Diversidade de gênero no ambiente corporativo: uma necessidade para o mercado

21 de Dezembro de 2018, 11h40

Diversidade de genero no ambiente corporativo uma necessidade para o mercado

As discussões sobre respeito à diversidade sexual e à identidade de gênero têm ganhado cada vez mais destaque, fruto de uma maior conscientização da população e ganho de força pelos movimentos sociais. Até alguns anos atrás, o assunto sequer era mencionado, muito menos discutido em âmbito empresarial.

Hoje, deixar de propiciar um ambiente de trabalho que respeite a diversidade pode custar às empresas ou aos empregadores a perda de ótimos colaboradores, além de diminuir a produtividade e o engajamento dos demais funcionários; isso sem mencionar o prejuízo à imagem institucional da organização que tem um comportamento considerado preconceituoso.

 

Na contramão dos direitos humanos

Uma pesquisa do instituto Center for Talent Inovation, que entrevistou mais de 12 mil profissionais ao redor do mundo, descobriu que 61% dos LGBT’s brasileiros ouvidos escondem seu gênero ou sua sexualidade no trabalho. E existem dados mais assustadores: de acordo com informações da União Nacional LGBT, o tempo médio de vida de um transgênero no Brasil é de apenas 35 anos. Isso coloca o país na posição de nação que mais mata transexuais e travestis no mundo.
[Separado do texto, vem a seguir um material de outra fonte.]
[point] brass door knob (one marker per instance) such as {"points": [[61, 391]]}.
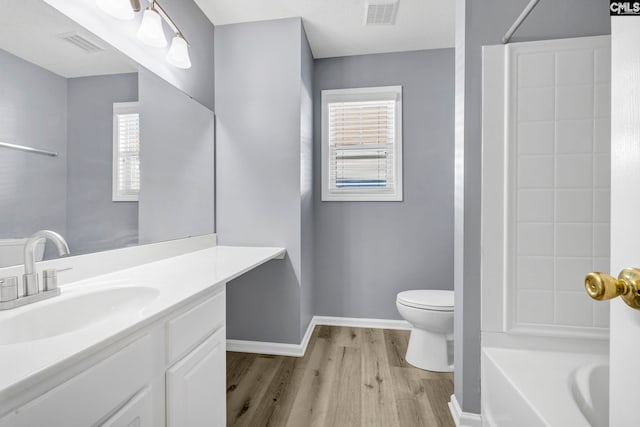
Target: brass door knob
{"points": [[601, 286]]}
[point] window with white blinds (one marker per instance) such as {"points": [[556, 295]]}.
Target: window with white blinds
{"points": [[126, 151], [362, 144]]}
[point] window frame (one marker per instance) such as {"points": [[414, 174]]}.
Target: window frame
{"points": [[118, 109], [380, 93]]}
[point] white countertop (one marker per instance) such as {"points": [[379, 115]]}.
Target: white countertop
{"points": [[176, 279]]}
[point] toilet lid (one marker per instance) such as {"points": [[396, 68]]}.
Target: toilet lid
{"points": [[427, 299]]}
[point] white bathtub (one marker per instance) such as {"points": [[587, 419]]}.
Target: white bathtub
{"points": [[530, 388]]}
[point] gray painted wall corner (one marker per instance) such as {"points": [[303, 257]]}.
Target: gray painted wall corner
{"points": [[259, 129], [367, 252]]}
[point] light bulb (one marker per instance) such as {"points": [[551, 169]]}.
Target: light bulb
{"points": [[151, 32], [178, 55], [120, 9]]}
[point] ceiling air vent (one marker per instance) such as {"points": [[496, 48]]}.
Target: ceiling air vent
{"points": [[81, 42], [381, 12]]}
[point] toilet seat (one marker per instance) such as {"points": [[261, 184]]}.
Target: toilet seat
{"points": [[436, 300]]}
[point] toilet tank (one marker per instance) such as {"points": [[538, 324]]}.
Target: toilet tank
{"points": [[12, 251]]}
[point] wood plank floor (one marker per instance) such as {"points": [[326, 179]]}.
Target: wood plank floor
{"points": [[348, 377]]}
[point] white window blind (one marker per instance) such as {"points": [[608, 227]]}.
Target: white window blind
{"points": [[126, 152], [361, 144]]}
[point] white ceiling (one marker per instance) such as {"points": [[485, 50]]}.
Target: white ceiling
{"points": [[336, 27], [29, 29]]}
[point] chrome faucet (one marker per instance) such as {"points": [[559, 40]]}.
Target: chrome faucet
{"points": [[30, 278], [9, 295]]}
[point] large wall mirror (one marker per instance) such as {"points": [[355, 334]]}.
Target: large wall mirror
{"points": [[92, 145]]}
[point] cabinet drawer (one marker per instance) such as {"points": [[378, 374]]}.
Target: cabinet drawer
{"points": [[196, 391], [135, 413], [85, 399], [190, 328]]}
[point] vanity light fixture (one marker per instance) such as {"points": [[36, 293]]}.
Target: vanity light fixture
{"points": [[151, 31], [178, 55]]}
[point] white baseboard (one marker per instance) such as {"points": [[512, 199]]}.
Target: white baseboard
{"points": [[356, 322], [463, 419], [298, 350]]}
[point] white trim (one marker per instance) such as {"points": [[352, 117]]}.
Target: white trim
{"points": [[363, 94], [463, 419], [298, 350], [357, 322]]}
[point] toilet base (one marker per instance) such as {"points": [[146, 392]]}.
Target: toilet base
{"points": [[429, 351]]}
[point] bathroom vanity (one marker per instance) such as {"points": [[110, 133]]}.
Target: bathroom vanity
{"points": [[142, 346]]}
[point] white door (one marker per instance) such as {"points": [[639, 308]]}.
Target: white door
{"points": [[625, 216], [196, 392]]}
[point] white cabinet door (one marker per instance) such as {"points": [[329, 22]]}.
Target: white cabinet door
{"points": [[136, 412], [196, 391]]}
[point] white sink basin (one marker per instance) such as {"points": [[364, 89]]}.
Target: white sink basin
{"points": [[61, 314]]}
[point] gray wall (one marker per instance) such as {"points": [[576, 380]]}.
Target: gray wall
{"points": [[367, 252], [481, 23], [258, 141], [177, 163], [94, 221], [33, 113], [306, 184]]}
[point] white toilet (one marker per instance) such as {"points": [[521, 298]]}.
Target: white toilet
{"points": [[430, 313]]}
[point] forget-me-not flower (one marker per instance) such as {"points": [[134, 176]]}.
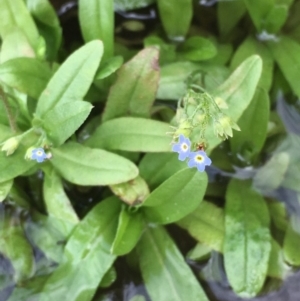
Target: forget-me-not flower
{"points": [[182, 147], [39, 155], [198, 159]]}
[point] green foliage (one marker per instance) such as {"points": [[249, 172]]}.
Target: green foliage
{"points": [[247, 242], [158, 255], [86, 166], [90, 121], [134, 91], [176, 197], [131, 134]]}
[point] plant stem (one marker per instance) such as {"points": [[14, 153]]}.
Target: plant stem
{"points": [[10, 117]]}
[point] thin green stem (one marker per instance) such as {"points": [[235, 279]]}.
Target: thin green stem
{"points": [[10, 117]]}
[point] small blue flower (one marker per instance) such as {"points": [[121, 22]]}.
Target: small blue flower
{"points": [[198, 159], [39, 155], [182, 147]]}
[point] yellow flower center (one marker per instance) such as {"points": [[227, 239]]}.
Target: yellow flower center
{"points": [[184, 147], [199, 158]]}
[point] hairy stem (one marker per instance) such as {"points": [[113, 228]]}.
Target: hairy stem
{"points": [[10, 117]]}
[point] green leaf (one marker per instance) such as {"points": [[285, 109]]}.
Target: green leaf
{"points": [[130, 228], [5, 189], [131, 134], [206, 225], [47, 233], [249, 47], [166, 275], [286, 53], [237, 91], [132, 192], [56, 201], [171, 12], [198, 49], [199, 252], [234, 9], [135, 88], [73, 78], [109, 278], [109, 67], [85, 166], [64, 119], [28, 75], [48, 25], [8, 21], [15, 246], [176, 197], [87, 256], [157, 168], [276, 18], [96, 19], [247, 243], [172, 83], [292, 241], [254, 125]]}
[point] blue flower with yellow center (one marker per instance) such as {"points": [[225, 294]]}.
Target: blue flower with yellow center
{"points": [[198, 159], [182, 147], [39, 155]]}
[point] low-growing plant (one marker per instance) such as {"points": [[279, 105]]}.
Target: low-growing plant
{"points": [[106, 142]]}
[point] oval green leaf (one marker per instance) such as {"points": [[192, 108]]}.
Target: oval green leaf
{"points": [[64, 119], [206, 225], [166, 275], [247, 243], [73, 78], [85, 166], [130, 228], [135, 88], [176, 197], [131, 134]]}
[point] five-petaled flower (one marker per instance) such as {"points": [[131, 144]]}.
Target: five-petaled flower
{"points": [[182, 147], [198, 159], [39, 155]]}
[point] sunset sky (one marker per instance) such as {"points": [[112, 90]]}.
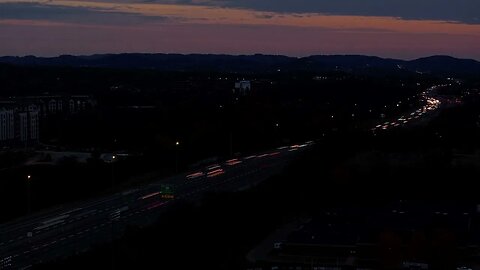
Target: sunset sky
{"points": [[404, 29]]}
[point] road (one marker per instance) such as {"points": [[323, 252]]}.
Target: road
{"points": [[72, 229], [432, 103]]}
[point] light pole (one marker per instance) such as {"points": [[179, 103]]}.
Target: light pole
{"points": [[29, 179], [177, 144], [113, 173]]}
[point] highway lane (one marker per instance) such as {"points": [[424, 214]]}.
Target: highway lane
{"points": [[68, 230], [432, 103]]}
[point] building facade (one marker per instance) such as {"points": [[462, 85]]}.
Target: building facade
{"points": [[21, 117]]}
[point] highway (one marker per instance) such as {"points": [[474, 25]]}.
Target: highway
{"points": [[68, 230], [432, 103]]}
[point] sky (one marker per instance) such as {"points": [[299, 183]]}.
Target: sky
{"points": [[404, 29]]}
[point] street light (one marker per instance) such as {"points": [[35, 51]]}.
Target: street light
{"points": [[113, 175], [29, 177], [177, 143]]}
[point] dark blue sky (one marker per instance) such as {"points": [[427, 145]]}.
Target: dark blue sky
{"points": [[390, 28]]}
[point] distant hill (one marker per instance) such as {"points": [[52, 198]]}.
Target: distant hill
{"points": [[252, 63]]}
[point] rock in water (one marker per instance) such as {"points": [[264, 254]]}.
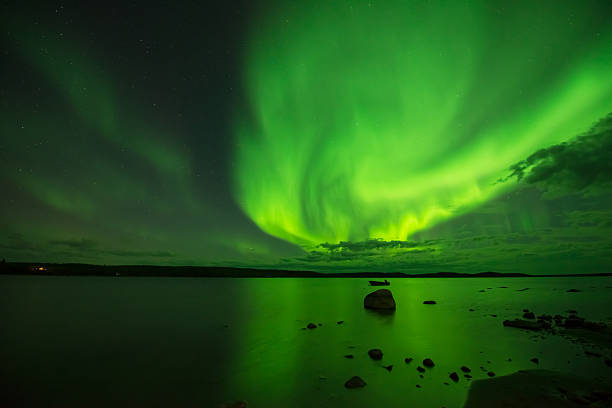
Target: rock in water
{"points": [[527, 324], [237, 404], [428, 363], [537, 389], [382, 299], [355, 382]]}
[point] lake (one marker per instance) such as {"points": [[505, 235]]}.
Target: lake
{"points": [[199, 342]]}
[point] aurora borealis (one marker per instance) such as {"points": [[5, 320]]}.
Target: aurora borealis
{"points": [[330, 135]]}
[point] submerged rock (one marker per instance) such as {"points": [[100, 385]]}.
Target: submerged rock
{"points": [[375, 354], [381, 299], [526, 324], [237, 404], [355, 382]]}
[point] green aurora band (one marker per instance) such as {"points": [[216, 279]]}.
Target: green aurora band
{"points": [[379, 119]]}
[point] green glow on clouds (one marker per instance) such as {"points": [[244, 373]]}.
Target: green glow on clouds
{"points": [[380, 119]]}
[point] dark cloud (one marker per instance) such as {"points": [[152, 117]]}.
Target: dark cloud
{"points": [[371, 244], [580, 164], [82, 244]]}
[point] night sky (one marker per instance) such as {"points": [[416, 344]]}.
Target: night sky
{"points": [[368, 135]]}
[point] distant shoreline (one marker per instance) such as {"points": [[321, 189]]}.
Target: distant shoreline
{"points": [[48, 269]]}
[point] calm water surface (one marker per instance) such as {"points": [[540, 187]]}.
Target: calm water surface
{"points": [[89, 341]]}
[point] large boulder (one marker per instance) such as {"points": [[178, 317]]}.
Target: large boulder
{"points": [[382, 299], [538, 389]]}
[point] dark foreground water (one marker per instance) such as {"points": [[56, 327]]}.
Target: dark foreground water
{"points": [[88, 341]]}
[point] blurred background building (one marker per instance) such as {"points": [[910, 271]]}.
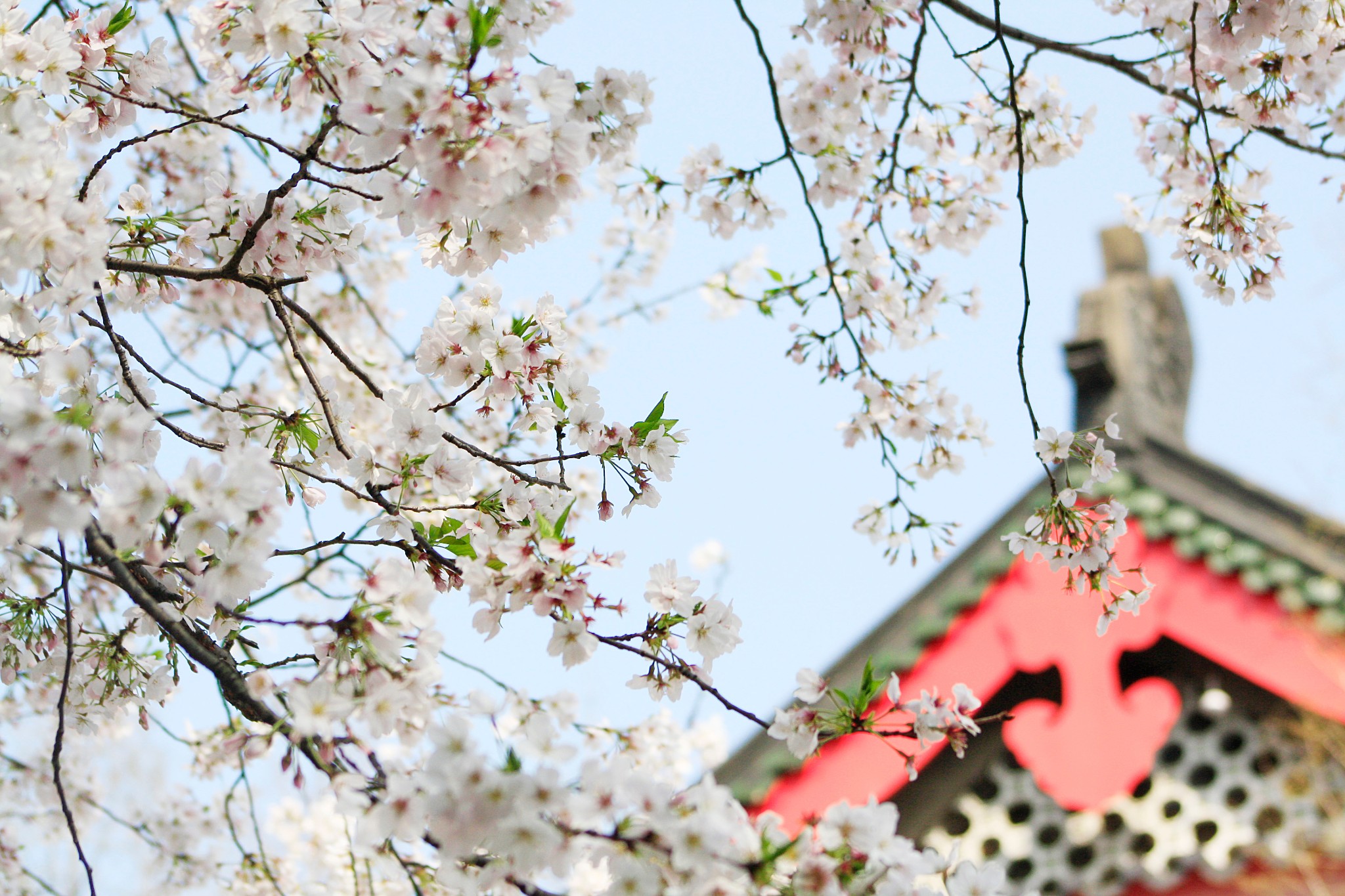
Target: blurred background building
{"points": [[1197, 748]]}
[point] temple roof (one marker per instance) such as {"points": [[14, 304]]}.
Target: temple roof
{"points": [[1132, 356]]}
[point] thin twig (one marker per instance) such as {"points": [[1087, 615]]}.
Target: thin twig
{"points": [[682, 670], [1023, 236], [61, 717]]}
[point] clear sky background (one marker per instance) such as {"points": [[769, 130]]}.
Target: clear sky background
{"points": [[766, 473]]}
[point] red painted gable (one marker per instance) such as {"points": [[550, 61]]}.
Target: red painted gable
{"points": [[1099, 740]]}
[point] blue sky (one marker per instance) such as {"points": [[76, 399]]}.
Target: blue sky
{"points": [[766, 473]]}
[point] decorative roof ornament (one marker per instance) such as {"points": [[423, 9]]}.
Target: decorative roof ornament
{"points": [[1106, 781], [1132, 355]]}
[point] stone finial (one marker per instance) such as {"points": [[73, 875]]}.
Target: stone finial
{"points": [[1132, 355]]}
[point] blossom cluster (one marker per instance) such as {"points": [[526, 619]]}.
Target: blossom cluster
{"points": [[875, 707], [221, 463], [1079, 535]]}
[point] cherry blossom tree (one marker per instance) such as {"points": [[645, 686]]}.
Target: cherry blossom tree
{"points": [[208, 417]]}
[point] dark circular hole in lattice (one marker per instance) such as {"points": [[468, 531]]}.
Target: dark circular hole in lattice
{"points": [[1082, 856], [1200, 721], [1142, 844], [1265, 762], [1201, 775], [1297, 784], [1269, 819]]}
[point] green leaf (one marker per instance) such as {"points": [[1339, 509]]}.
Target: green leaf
{"points": [[309, 436], [124, 18], [78, 414], [657, 414], [560, 523], [482, 22], [462, 545]]}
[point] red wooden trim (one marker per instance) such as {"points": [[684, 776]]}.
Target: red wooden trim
{"points": [[1099, 740]]}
A cultura de violência e discriminação diárias também é responsável pela alta taxa de evasão escolar desse público. Segundo pesquisa da Ordem dos Advogados do Brasil (OAB), 82% dos transexuais e travestis não concluem seus estudos.

No entanto, ainda que a passos tímidos, existe uma busca pela integração de transexuais no mundo corporativo. Um exemplo vem do site Transempregos, voltado para a inclusão de profissionais trans no mercado de trabalho. Quando a plataforma foi criada, em 2014, apenas 12 companhias queriam usar seus serviços. Atualmente, já são 46 empresas, o que significa um crescimento de quase 300%.

Case de sucesso

A loja varejista C&A anunciou que está com vagas de emprego temporárias abertas para travestis e transexuais neste fim de ano. São mais de mil oportunidades, que cobrem 270 unidades do país, destinadas para a área de atendimento. Em parceria com a ONG Transempregos, a ação da multinacional holandesa tem como objetivo proporcionar um espaço no mercado de trabalho para esses profissionais que muitas vezes sofrem preconceito durante a disputa por um emprego.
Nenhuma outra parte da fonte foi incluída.